Il nostro record, raggiunto a giugno, è del 60,1%, molto al di sotto della media della zona euro di quasi il 69% e ancora più indietro rispetto ad un Paese-guida come la Germania, dove più di tre-quarti dei residenti hanno un lavoro. Almeno non siamo il fanalino di coda — la maglia nera la veste la Grecia — ma non possiamo certo parlare di locomotive o scomodare altre metafore trionfalistiche.
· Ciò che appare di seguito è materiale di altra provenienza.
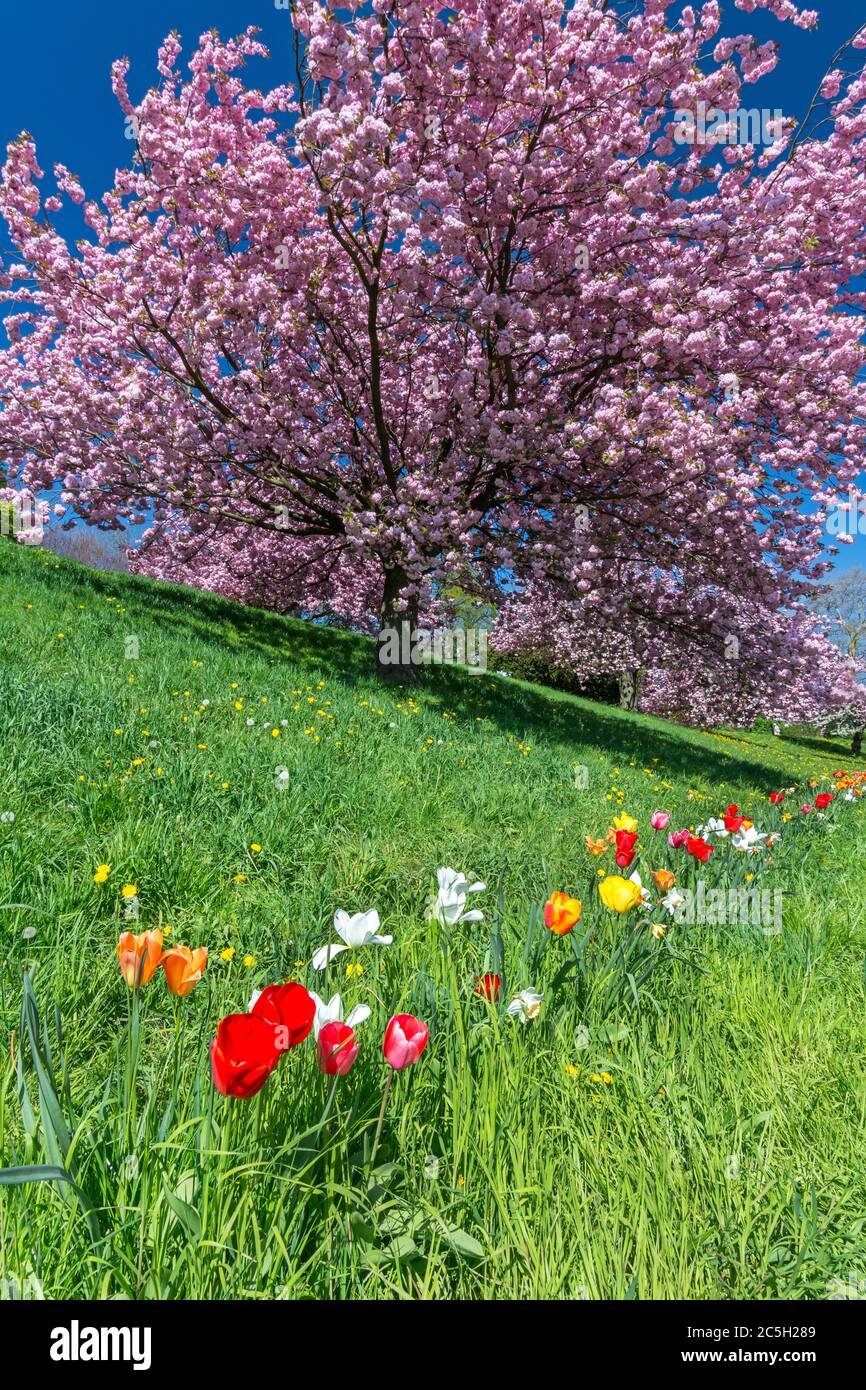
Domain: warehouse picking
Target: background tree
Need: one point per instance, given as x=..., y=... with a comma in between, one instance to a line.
x=843, y=603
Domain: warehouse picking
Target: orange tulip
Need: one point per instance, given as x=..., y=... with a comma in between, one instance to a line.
x=139, y=957
x=562, y=912
x=184, y=968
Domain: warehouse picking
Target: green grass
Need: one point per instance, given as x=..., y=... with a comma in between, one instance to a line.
x=722, y=1159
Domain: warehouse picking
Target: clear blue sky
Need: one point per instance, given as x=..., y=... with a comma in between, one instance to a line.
x=56, y=61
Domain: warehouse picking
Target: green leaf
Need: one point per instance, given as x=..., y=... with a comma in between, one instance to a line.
x=186, y=1215
x=463, y=1243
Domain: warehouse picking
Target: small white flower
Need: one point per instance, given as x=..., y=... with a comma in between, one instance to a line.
x=332, y=1012
x=713, y=827
x=673, y=901
x=448, y=908
x=526, y=1005
x=645, y=895
x=359, y=930
x=748, y=840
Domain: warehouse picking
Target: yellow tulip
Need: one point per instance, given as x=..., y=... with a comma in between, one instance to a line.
x=619, y=894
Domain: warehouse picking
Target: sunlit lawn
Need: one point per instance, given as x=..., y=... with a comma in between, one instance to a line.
x=695, y=1137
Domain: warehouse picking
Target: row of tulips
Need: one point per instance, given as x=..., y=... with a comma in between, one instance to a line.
x=562, y=912
x=248, y=1047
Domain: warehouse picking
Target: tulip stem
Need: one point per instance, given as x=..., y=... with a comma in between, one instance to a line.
x=328, y=1102
x=381, y=1121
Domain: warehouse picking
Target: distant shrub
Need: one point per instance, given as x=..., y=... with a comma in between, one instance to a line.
x=99, y=549
x=537, y=667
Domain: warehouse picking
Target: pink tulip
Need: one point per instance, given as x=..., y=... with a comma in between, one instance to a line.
x=405, y=1040
x=337, y=1050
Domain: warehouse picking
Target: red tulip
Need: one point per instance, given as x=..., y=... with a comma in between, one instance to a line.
x=243, y=1054
x=288, y=1008
x=698, y=847
x=337, y=1048
x=405, y=1040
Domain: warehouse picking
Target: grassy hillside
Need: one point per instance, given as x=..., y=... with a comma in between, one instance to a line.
x=685, y=1118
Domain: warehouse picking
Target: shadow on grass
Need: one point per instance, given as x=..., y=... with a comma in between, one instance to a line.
x=516, y=708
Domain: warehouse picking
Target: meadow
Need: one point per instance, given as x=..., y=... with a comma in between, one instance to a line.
x=683, y=1115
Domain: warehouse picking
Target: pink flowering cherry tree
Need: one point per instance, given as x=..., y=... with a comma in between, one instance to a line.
x=456, y=296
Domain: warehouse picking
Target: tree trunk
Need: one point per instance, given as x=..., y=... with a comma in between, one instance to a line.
x=630, y=688
x=396, y=633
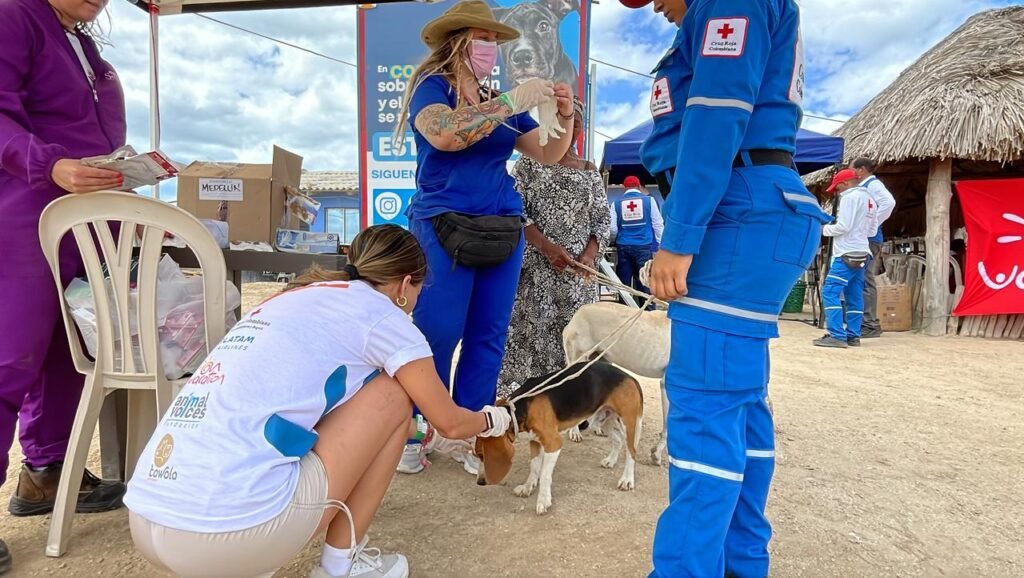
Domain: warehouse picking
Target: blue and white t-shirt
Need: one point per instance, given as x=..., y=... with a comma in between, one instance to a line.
x=225, y=456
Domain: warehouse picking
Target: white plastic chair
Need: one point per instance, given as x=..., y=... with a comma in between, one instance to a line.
x=150, y=393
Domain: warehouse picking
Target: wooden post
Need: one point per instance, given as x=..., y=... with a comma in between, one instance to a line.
x=937, y=247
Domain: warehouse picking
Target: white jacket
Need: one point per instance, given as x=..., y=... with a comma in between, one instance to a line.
x=855, y=223
x=884, y=200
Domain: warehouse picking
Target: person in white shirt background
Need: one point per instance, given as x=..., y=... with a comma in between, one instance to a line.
x=886, y=204
x=855, y=222
x=636, y=231
x=301, y=412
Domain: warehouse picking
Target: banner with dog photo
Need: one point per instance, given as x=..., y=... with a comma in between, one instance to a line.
x=553, y=45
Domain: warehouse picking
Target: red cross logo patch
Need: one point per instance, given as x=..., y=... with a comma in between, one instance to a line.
x=660, y=97
x=632, y=210
x=725, y=37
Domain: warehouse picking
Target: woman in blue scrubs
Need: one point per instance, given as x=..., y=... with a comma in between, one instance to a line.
x=467, y=214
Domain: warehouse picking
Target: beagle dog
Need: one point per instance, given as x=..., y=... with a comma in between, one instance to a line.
x=603, y=393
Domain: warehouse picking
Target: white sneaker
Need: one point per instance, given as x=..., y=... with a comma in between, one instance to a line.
x=469, y=462
x=414, y=460
x=370, y=563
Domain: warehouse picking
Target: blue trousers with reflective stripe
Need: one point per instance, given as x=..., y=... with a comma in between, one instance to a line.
x=472, y=305
x=761, y=239
x=850, y=283
x=721, y=452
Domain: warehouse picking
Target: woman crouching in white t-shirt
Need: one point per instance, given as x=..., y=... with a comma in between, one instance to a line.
x=302, y=409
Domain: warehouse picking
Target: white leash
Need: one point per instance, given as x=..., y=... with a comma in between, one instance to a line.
x=548, y=383
x=620, y=286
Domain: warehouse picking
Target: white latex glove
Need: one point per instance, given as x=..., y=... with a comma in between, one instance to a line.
x=547, y=117
x=529, y=94
x=645, y=274
x=500, y=420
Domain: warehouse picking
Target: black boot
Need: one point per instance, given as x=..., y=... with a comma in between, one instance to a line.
x=4, y=559
x=37, y=492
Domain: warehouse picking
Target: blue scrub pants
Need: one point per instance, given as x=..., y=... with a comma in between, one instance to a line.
x=721, y=437
x=850, y=283
x=631, y=259
x=473, y=305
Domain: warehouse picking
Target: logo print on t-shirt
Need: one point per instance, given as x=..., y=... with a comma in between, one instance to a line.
x=187, y=411
x=160, y=469
x=164, y=450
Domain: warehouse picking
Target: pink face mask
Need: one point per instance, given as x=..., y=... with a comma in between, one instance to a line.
x=482, y=57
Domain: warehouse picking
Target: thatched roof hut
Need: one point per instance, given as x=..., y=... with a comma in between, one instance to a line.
x=963, y=99
x=956, y=113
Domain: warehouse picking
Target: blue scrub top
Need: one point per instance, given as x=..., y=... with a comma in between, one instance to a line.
x=474, y=180
x=733, y=80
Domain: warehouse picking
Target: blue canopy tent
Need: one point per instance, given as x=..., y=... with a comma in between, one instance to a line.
x=622, y=155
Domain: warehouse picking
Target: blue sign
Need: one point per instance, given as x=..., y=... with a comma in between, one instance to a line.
x=552, y=45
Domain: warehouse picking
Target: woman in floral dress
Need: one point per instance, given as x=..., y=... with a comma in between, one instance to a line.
x=566, y=210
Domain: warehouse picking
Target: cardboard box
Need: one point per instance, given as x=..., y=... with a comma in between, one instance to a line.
x=293, y=241
x=254, y=195
x=895, y=313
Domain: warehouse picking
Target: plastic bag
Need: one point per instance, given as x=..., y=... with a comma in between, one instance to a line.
x=179, y=318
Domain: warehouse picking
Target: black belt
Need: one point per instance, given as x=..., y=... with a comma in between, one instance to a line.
x=761, y=157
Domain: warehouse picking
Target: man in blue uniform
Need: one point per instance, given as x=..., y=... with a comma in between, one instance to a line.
x=740, y=229
x=636, y=229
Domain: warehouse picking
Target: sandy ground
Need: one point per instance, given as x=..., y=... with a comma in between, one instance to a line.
x=902, y=458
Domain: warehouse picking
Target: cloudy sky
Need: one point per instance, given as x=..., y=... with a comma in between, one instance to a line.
x=227, y=95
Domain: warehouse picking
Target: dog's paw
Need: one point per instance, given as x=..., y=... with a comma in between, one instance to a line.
x=576, y=436
x=524, y=490
x=543, y=504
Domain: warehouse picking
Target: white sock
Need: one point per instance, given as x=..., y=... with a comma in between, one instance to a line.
x=336, y=561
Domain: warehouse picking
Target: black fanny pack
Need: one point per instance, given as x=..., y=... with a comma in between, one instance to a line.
x=855, y=260
x=478, y=241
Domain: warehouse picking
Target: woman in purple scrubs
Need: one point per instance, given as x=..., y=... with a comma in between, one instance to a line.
x=59, y=102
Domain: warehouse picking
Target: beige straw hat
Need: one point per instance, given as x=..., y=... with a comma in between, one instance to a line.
x=468, y=13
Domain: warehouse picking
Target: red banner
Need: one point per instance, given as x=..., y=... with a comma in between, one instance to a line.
x=993, y=276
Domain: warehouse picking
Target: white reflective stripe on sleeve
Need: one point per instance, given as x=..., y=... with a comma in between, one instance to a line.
x=720, y=104
x=734, y=312
x=710, y=470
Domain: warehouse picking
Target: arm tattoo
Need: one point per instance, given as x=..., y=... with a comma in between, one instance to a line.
x=465, y=126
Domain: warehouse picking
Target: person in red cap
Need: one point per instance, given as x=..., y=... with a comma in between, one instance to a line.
x=855, y=223
x=740, y=229
x=636, y=230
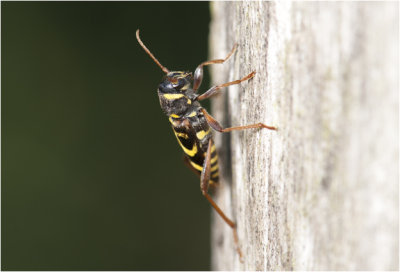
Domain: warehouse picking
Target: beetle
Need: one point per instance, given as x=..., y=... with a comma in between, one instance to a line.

Siamo, o quantomeno eravamo, sulla strada giusta, ma i pericoli abbondano. Il “carrello della spesa” — i prodotti-base più acquistati dagli italiani — oggi costa il 9,1% in più dell’anno scorso, un’impennata che non si vedeva da 38 anni. E il resto dell’inflazione, spinta da salatissime bollette, è ancora altissima — un trend che sta erodendo il potere d’acquisto e il senso di benessere di milioni di famiglie, anche quelle con il lavoro fisso.
Ma il rischio più grande viene dallo stallo politico, un’inerzia debilitante che potrebbe mettere fine, o rallentare, le riforme dei tanti freni strutturali alla crescita economica del Paese, per non parlare dell’investimento dei miliardi promessi dall’Europa.
È questo il quesito più importante che gli elettori dovrebbero porre a chi si candida a guidare l’Italia:
avete ereditato una situazione favorevolissima, cosa proponete di fare per continuare su questa strada?
La risposta giusta sarebbe: “lavorare con serietà per raggiungere la normalità economica che altri Paesi hanno da decenni.” Sarebbe un vero peccato se la nostra economia deragliasse ben prima di aver raggiunto il rango di “locomotiva”.